SQR-055: COmanage configuration for Rubin Science Platform

  • Russ Allbery

Latest Revision: 2022-07-15

1 Abstract

Rubin Observatory plans to use COmanage as the identity management platform for the Rubin Science Platform. Group membership will be maintained inside COmanage. UID and GID assignment will be done outside of COmanage by Gafaelfawr, the authentication and authorization component of the Rubin Science Platform. This tech note provides a step-by-step how to configure COmanage for that purpose, discusses alternate configuration approaches that were discarded, discusses integration requirements, and summarizes remaining COmanage work.

Note

This is part of a tech note series on identity management for the Rubin Science Platform. The primary documents are DMTN-234, which describes the high-level design; DMTN-224, which describes the implementation; and SQR-069, which provides a history and analysis of the decisions underlying the design and implementation. See the references section of DMTN-224 for a complete list of related documents.

2 Decisions

  1. Use COmanage for group management. Grouper offers more features, but at the cost of additional user complexity, a UI that’s not better than the COmanage UI, a less usable API, and additional integration and conceptual complexity. We will need to add a plugin to do group name validation (see Group name validation).

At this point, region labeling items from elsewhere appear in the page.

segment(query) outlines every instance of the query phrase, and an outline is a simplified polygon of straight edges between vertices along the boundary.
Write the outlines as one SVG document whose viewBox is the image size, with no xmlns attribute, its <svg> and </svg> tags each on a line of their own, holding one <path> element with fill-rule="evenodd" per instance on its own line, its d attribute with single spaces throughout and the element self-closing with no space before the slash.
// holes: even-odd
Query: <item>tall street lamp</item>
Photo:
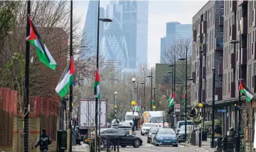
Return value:
<svg viewBox="0 0 256 152">
<path fill-rule="evenodd" d="M 147 76 L 148 77 L 151 77 L 151 89 L 150 89 L 150 111 L 152 111 L 152 102 L 151 102 L 151 99 L 152 98 L 152 89 L 153 89 L 153 68 L 151 68 L 151 75 Z"/>
<path fill-rule="evenodd" d="M 100 0 L 98 2 L 98 12 L 97 12 L 97 55 L 96 55 L 96 67 L 97 67 L 97 70 L 99 70 L 99 54 L 100 54 L 100 51 L 99 51 L 99 41 L 100 41 L 100 21 L 102 21 L 102 22 L 112 22 L 112 21 L 111 19 L 109 18 L 100 18 Z M 98 117 L 98 98 L 95 97 L 95 136 L 97 137 L 97 117 Z M 100 134 L 100 127 L 99 127 L 99 135 Z M 95 149 L 97 149 L 97 144 L 98 146 L 98 151 L 100 151 L 100 141 L 97 141 L 97 138 L 95 138 Z"/>
<path fill-rule="evenodd" d="M 117 92 L 114 92 L 114 119 L 117 119 Z"/>
<path fill-rule="evenodd" d="M 143 112 L 145 110 L 145 102 L 146 102 L 146 78 L 144 78 L 144 82 L 141 83 L 144 86 L 144 102 L 143 102 Z"/>
<path fill-rule="evenodd" d="M 240 26 L 239 26 L 239 28 L 240 28 Z M 241 81 L 241 31 L 240 31 L 240 35 L 239 35 L 239 40 L 232 40 L 230 43 L 230 44 L 234 44 L 234 50 L 235 50 L 235 44 L 238 44 L 239 43 L 239 74 L 238 74 L 238 77 L 239 77 L 239 81 L 238 81 L 238 85 L 239 85 L 239 83 Z M 242 102 L 241 102 L 241 93 L 240 92 L 238 92 L 238 102 L 239 102 L 239 106 L 242 106 Z M 235 138 L 236 139 L 238 139 L 238 141 L 235 140 L 235 151 L 239 151 L 239 148 L 240 148 L 240 129 L 241 129 L 241 114 L 240 114 L 240 110 L 238 109 L 238 116 L 239 116 L 239 118 L 238 118 L 238 131 L 237 129 L 237 124 L 235 124 L 235 135 L 237 136 L 237 138 Z M 237 118 L 237 116 L 238 114 L 235 115 L 235 119 L 236 120 L 238 118 Z"/>
<path fill-rule="evenodd" d="M 186 60 L 186 74 L 185 74 L 185 141 L 186 139 L 186 125 L 187 125 L 187 92 L 188 92 L 188 46 L 186 46 L 186 58 L 180 58 L 178 60 Z"/>
</svg>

  2. Assign UIDs and GIDs outside of COmanage. It’s possible to manage both inside COmanage, using voPosixGroup to do GID assignment and an auto-incrementing unique ID to do UID assignment (as a string that would require some postprocessing). However, this doesn’t let us enforce range boundaries or use a different range for bot users. We will instead use Google Firestore to store UIDs and GIDs.

  3. Use LDAP as the primary API to retrieve user and group data. Despite requiring an LDAP library dependency, this looks easier to use than the COmanage or Grouper APIs.

  4. Implement quota rules outside of COmanage. We have to maintain a local database anyway for the token system and can put quota metadata in the same place. Neither COmanage nor Grouper easily support quota math. The Grouper API could allow us to use it as a backing store for quota data, but the API is sufficiently hard to use that this isn’t an attractive option.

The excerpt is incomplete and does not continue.